- #1
JJBladester
Gold Member
- 281
- 2
Homework Statement
I seem to have no problem applying KVL to NPN transistor bias circuits, but a world of trouble getting my polarities straight on PNP transistor bias circuits. The +'s and -'s are driving me crazy.
The following circuit was presented in the "Voltage-Divider Biased PNP Transistor" section of my Electronics textbook. My task is to find IE. The book gives IE as:
I_{E}=\frac{-V_{TH}+V_{BE}}{R_E+R_{TH}/\beta _{DC}}
The circuit in question:
Homework Equations
Kirchhoff's Voltage Law --> Sum of voltage rises + drops = 0
Voltage Divider Law --> V_x=\left (\frac{R_x}{R_T} \right )E
The Attempt at a Solution
The first thing I did was redraw the circuit.
Then I used Thévenin's Theorem to get reduce the left-hand "window" to one voltage source and one resistance.
V_{TH}=V_{R2}=\left (\frac{R_2}{R_1+R_2} \right )\left ( -V_{CC} \right )
R_{TH}=\frac{R_1R_2}{R_1+R_2}
The Thévenized circuit is now:
Now comes the part that I always screw up; getting the polarities correct on my KVL equation...
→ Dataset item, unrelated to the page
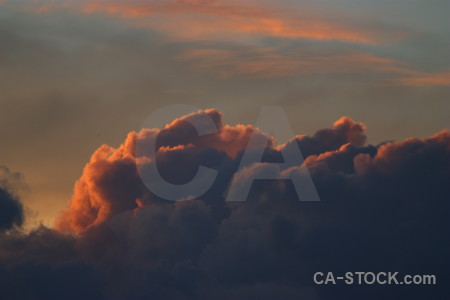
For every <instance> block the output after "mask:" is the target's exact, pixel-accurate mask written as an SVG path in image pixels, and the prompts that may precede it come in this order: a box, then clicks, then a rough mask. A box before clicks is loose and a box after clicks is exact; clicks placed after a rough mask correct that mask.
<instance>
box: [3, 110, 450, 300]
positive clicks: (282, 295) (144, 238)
mask: <svg viewBox="0 0 450 300" xmlns="http://www.w3.org/2000/svg"><path fill="white" fill-rule="evenodd" d="M209 113H210V114H212V115H213V116H214V117H215V120H216V122H217V124H219V125H221V124H222V123H221V122H222V121H221V116H220V114H218V113H217V112H216V111H209ZM193 117H195V115H194V116H193ZM174 124H176V126H175V125H173V126H174V128H173V130H172V129H171V128H170V127H168V128H166V129H165V135H164V138H163V139H161V140H160V143H161V145H160V146H161V147H163V148H161V149H164V150H162V152H164V153H162V154H163V156H162V157H161V158H162V160H161V164H159V168H160V169H161V170H164V172H165V175H166V176H167V180H175V181H176V180H181V181H182V180H185V179H187V178H185V176H187V177H189V175H190V172H186V173H185V172H184V171H183V168H188V169H193V168H194V166H193V164H197V163H199V164H203V165H206V166H208V167H210V168H215V169H216V170H218V172H219V176H218V180H217V182H216V184H215V185H214V186H213V188H212V190H211V191H209V192H208V193H207V194H205V195H204V196H202V197H200V198H199V199H191V200H185V201H179V202H166V201H163V200H162V199H159V198H157V197H155V196H154V195H152V194H151V193H149V192H148V191H147V190H145V189H143V188H142V183H139V177H138V176H137V171H136V169H135V167H133V163H132V162H133V160H132V157H133V156H132V153H133V151H131V152H130V151H128V150H130V149H131V150H132V148H133V147H134V146H133V145H134V143H133V142H131V143H130V141H135V138H136V137H139V136H140V137H141V138H142V137H143V136H145V135H139V134H131V135H130V136H129V138H128V140H127V141H126V142H125V143H124V145H123V146H122V147H121V148H119V149H109V150H108V149H107V150H108V151H106V152H105V153H109V154H108V155H106V156H102V155H100V154H101V153H102V151H104V150H105V148H104V147H103V148H101V149H100V150H99V151H100V152H97V154H96V155H94V157H95V158H94V159H93V160H92V161H91V162H90V165H92V166H95V168H92V169H91V168H89V166H90V165H88V167H87V168H86V169H85V173H84V174H83V177H82V178H84V179H83V180H81V181H84V182H85V183H89V184H88V186H89V188H88V189H87V190H85V191H84V192H83V193H82V194H75V196H74V199H73V200H72V201H73V203H75V204H76V205H77V206H79V207H83V206H84V207H86V206H88V203H93V201H97V202H99V201H103V202H102V203H103V204H105V205H106V204H108V203H109V204H111V205H112V206H111V207H114V209H112V210H110V211H108V213H109V214H108V215H107V217H106V218H102V219H100V220H99V221H98V222H96V223H95V224H94V225H92V226H89V227H83V228H81V230H80V227H76V226H74V227H70V226H69V227H65V229H66V230H67V229H73V230H76V231H80V232H79V233H78V234H75V235H67V234H65V233H61V232H60V231H57V230H53V229H48V228H45V227H41V228H39V229H37V230H35V231H33V232H31V233H29V234H21V233H10V234H7V235H2V236H0V277H1V279H2V283H3V282H6V283H8V284H6V285H2V286H1V288H0V292H1V293H2V295H6V296H7V298H8V299H48V298H68V299H77V298H78V297H80V296H81V295H83V298H87V299H103V298H106V299H124V298H126V299H149V298H150V299H308V300H310V299H311V300H312V299H322V300H328V299H330V300H340V299H346V300H348V299H355V300H356V299H361V298H363V299H374V300H375V299H428V298H430V297H431V298H432V299H446V297H447V290H448V287H447V285H446V284H445V282H447V281H448V279H449V277H448V268H449V267H450V265H449V260H448V257H447V256H448V253H449V251H450V243H449V241H448V238H447V235H448V232H449V230H450V222H449V218H448V212H449V209H450V202H449V199H450V189H449V188H448V184H447V179H448V177H449V175H450V174H449V173H450V171H449V170H450V168H449V167H450V133H449V132H448V131H442V132H440V133H438V134H436V135H434V136H432V137H430V138H426V139H408V140H405V141H403V142H394V143H385V144H383V145H379V146H370V145H365V144H364V140H365V134H364V125H362V124H359V123H355V122H353V121H352V120H351V119H348V118H343V119H341V120H340V121H338V122H337V123H336V124H335V126H334V127H333V128H329V129H324V130H320V131H318V132H317V133H316V134H314V135H313V136H299V137H297V139H295V140H293V142H298V143H299V145H305V146H306V145H311V144H313V145H314V147H311V148H310V149H312V150H309V153H308V154H305V156H306V164H307V165H308V168H309V170H310V173H311V176H312V179H313V181H314V183H315V185H316V188H317V191H318V193H319V195H320V198H321V202H317V203H308V202H300V201H298V198H297V196H296V194H295V191H294V189H293V186H292V184H291V183H290V182H289V181H280V180H261V181H256V182H255V183H254V185H253V188H252V190H251V193H250V196H249V199H248V201H247V202H243V203H227V202H224V192H225V190H226V187H227V185H228V184H229V182H230V180H231V178H232V175H233V174H234V173H235V172H236V170H237V168H238V166H239V160H240V157H241V154H237V155H236V156H235V157H232V156H229V155H227V154H226V152H225V150H224V149H227V148H226V146H227V144H226V143H225V141H226V140H224V139H219V138H218V137H217V136H216V137H212V136H206V137H205V138H203V140H202V138H199V139H197V140H196V139H192V141H193V143H192V144H191V146H189V147H185V148H183V147H178V148H172V150H168V149H167V148H164V146H165V144H166V143H167V145H169V144H170V145H177V144H178V145H180V144H181V145H183V144H185V143H188V142H189V140H190V139H187V138H186V136H187V135H186V132H190V129H189V128H187V127H185V126H187V125H186V123H183V122H178V123H174ZM339 124H341V125H339ZM344 125H345V126H344ZM219 127H220V126H219ZM225 128H226V129H225ZM250 128H251V127H250ZM224 130H233V128H228V127H222V131H221V132H223V131H224ZM234 130H236V128H235V129H234ZM241 130H242V128H241ZM221 132H219V133H218V134H219V135H220V133H221ZM147 133H148V132H147ZM177 134H179V136H178V135H177ZM188 136H189V134H188ZM224 143H225V144H224ZM238 144H239V143H238ZM167 145H166V146H167ZM128 147H131V148H128ZM220 148H222V150H220ZM305 153H306V152H305ZM164 158H167V159H164ZM168 158H170V159H168ZM279 158H280V153H279V152H278V150H276V149H274V148H272V147H269V148H267V149H266V154H265V157H264V160H265V161H267V162H275V161H277V162H278V161H279ZM173 161H177V162H179V163H177V164H175V165H174V164H173V163H171V162H173ZM94 170H100V171H99V172H94ZM250 170H252V169H250ZM253 171H254V172H257V171H258V169H257V168H255V169H253ZM180 173H181V174H183V175H182V176H181V177H180ZM87 179H89V180H87ZM101 197H103V198H101ZM100 198H101V200H100ZM136 199H138V200H139V201H137V202H136V201H135V200H136ZM69 210H72V211H73V213H74V214H80V215H83V212H84V210H83V209H75V208H74V207H71V208H69ZM74 214H71V215H68V214H66V215H65V216H66V217H67V218H69V217H70V218H72V219H73V218H74V217H75V215H74ZM63 217H64V215H63ZM66 221H67V222H70V220H69V219H68V220H66ZM68 224H71V223H68ZM317 271H321V272H327V271H333V272H336V273H345V272H348V271H352V272H357V271H373V272H377V271H394V272H395V271H398V272H402V273H403V274H435V275H437V277H438V284H437V285H436V286H428V287H427V286H408V287H405V286H344V285H336V286H315V285H314V284H313V281H312V276H313V274H314V272H317Z"/></svg>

V_{TH}-I_ER_E-V_{BE}-I_BR_{TH=0}
V_{TH}-I_ER_E-V_{BE}-\left (\frac{I_E}{\beta } \right )\left ( R_{TH} \right )=0 because I_B=\left (\frac{I_E}{\beta } \right )
I_E\left ( R_E+\frac{R_{TH}}{\beta } \right )=V_{TH}-V_{BE}
I_E=\frac{V_{TH}-V_{BE}}{R_E+R_{TH}/\beta }=\frac{\left (\frac{R_2}{R_1+R_2} \right )\left ( -V_{CC} \right )-0.7V}{R_E+R_{TH}/\beta }
I also drew this little diagram to help me with the PNP transistor because I tend to get confused about the polarity of the base-emitter junction:
I think my answer is the same as the book's but I'm not sure. They don't give VBE as a specific voltage level so I don't know if it's +0.7V or -0.7V.